Another aspect I'd like to touch upon is the merging of the Family Court through the Federal Circuit Court. We've had, so far into family law, about 67 inquiries. Various recommendations have been made. In this report we have before us, 29 recommendations were made. I very much support what they have found in that regard. But we have had recommendations made by various inquiries that have occurred and yet none of those dealt with the merging of the Family Court to the Federal Circuit Court. This is something that, to be fair to the government, might have been looking into efficiencies.
The Family Court is a specialised court. Set up over 30 years ago, it was due to simply specialise in family matters. We don't have to look too far from our own electorates to see some of the issues confronting families. In my area, I get very worried about the higher instances, particularly during this COVID pandemic, of domestic violence and how that's playing out and impacting on families. Having a court that specialises in these matters makes a heck of a lot of difference. That's why I welcomed, as I said earlier, putting more registrars on. That will actually help alleviate some of the backlog. Simply putting this into the Federal Circuit Court, which itself has a significant backlog at the moment, is not going to do anything to immediately assist families in need. At least the Family Court was a court that specialised in dealing with these matters.

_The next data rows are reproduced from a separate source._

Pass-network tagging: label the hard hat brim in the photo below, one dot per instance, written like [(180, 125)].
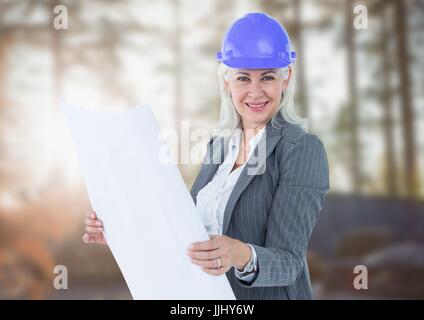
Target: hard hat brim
[(256, 63)]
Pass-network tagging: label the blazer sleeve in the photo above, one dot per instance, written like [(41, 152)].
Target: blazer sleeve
[(303, 183)]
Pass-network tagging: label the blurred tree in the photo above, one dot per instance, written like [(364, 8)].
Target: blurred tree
[(408, 127), (355, 159)]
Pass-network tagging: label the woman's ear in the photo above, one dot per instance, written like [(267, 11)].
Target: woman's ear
[(227, 87), (287, 80)]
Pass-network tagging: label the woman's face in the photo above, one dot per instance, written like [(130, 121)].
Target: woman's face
[(256, 93)]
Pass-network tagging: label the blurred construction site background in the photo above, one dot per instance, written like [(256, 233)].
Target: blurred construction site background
[(362, 90)]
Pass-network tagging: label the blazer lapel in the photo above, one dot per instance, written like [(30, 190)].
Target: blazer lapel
[(213, 159), (266, 145)]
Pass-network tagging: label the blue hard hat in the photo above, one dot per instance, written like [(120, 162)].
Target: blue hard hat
[(256, 41)]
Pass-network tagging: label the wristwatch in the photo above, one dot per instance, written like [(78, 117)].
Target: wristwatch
[(251, 265)]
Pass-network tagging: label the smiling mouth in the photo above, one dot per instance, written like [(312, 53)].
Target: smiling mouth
[(257, 106)]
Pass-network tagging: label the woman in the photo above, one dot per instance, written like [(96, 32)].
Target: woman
[(260, 189)]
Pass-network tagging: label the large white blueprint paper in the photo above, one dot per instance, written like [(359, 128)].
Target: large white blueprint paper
[(148, 213)]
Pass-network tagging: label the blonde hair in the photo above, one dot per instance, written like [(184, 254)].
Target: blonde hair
[(230, 119)]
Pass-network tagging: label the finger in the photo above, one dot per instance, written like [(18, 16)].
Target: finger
[(93, 222), (94, 229), (91, 214), (209, 264), (204, 255), (204, 245), (99, 238)]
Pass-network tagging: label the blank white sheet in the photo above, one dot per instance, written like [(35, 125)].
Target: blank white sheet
[(149, 216)]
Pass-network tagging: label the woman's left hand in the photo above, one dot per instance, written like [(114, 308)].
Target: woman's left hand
[(218, 255)]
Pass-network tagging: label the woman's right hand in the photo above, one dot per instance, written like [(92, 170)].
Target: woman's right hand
[(94, 229)]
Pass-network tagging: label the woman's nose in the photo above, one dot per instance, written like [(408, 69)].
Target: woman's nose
[(255, 89)]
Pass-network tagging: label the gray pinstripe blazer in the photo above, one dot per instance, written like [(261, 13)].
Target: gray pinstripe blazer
[(275, 210)]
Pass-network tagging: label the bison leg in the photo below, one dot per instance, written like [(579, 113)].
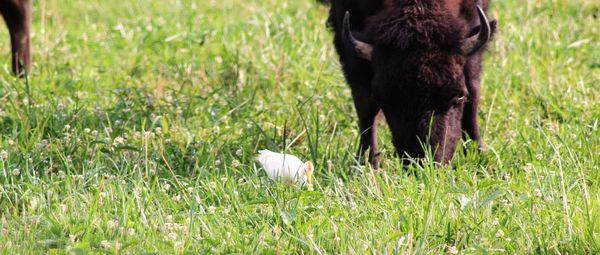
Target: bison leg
[(473, 81), (17, 15), (367, 111)]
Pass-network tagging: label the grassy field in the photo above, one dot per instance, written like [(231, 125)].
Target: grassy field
[(137, 131)]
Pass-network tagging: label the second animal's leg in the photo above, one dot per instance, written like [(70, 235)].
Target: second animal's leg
[(17, 15), (367, 111), (470, 123)]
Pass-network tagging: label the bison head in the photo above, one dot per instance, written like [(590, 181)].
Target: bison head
[(418, 55)]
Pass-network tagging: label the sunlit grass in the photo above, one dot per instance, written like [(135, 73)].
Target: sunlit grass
[(137, 131)]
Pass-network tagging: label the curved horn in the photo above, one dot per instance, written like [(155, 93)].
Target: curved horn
[(476, 42), (362, 49)]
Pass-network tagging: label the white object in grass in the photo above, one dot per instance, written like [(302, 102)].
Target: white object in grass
[(285, 167)]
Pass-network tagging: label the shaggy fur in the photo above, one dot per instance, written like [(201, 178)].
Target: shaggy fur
[(17, 15), (426, 89)]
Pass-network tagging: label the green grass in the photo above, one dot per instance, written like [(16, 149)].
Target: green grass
[(137, 131)]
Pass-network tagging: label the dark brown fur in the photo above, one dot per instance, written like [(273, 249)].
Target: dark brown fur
[(416, 77), (17, 15)]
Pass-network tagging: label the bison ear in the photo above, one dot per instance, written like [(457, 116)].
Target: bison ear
[(478, 36), (362, 49)]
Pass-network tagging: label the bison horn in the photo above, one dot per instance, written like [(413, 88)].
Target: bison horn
[(476, 42), (362, 49)]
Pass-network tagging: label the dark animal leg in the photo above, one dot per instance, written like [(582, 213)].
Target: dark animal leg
[(17, 15), (473, 81), (367, 111)]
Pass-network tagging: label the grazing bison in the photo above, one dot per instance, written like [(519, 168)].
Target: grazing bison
[(417, 61), (17, 15)]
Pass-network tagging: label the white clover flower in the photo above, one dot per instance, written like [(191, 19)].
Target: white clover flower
[(178, 246), (112, 225), (496, 222), (451, 250), (119, 140), (499, 233), (537, 193), (177, 198), (172, 236), (212, 209), (3, 155), (62, 208)]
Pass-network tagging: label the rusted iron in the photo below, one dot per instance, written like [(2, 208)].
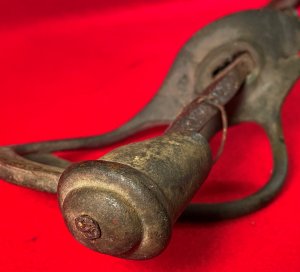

From time to time there have been many debates in this place, about extensive delays, excessive legal costs—which the member for Dunkley just spoke about—the difficulty in enforcing various court orders, and the ability to get a fair and quick resolution of matters. That's where, particularly where it does involve family violence, the Family Court really did excel.
The two most recent reports on the Family Law Court—apart from the one we're talking about now—is the Australian Law Reform Commission report in 2019 and the Henderson report. Collectively, they made 93 recommendations to improve family law. I was told, in the Senate estimates almost two years ago, that the Attorney had the government's response to the Law Reform Commission's report but they were still sitting on the desk. They haven't seen the light of day. There are 93 recommendations still sat there and have fundamentally been ignored.
Having said that, I think it is commendable that the inquiry, conducted by the member for Menzies and all those who have participated, should bring forward these 29 recommendations. I certainly support what they have done. Against a backdrop, I didn't give much chance of success from the start. I thought it was simply a political fix, but I think they have worked through the inquiry, taking their evidence, in such a way that they have produced a commendable result. I think we need to work with them into the future to ensure that at least family law is treated in such a way that it makes the court and the access available to all families. For a court to be at least seized of the significance of family violence as being a matter of fact when addressing many of its issues. I won't take it any further than that, but I do commend this inquiry. I commend the way the committee went about that, and I support its recommendations.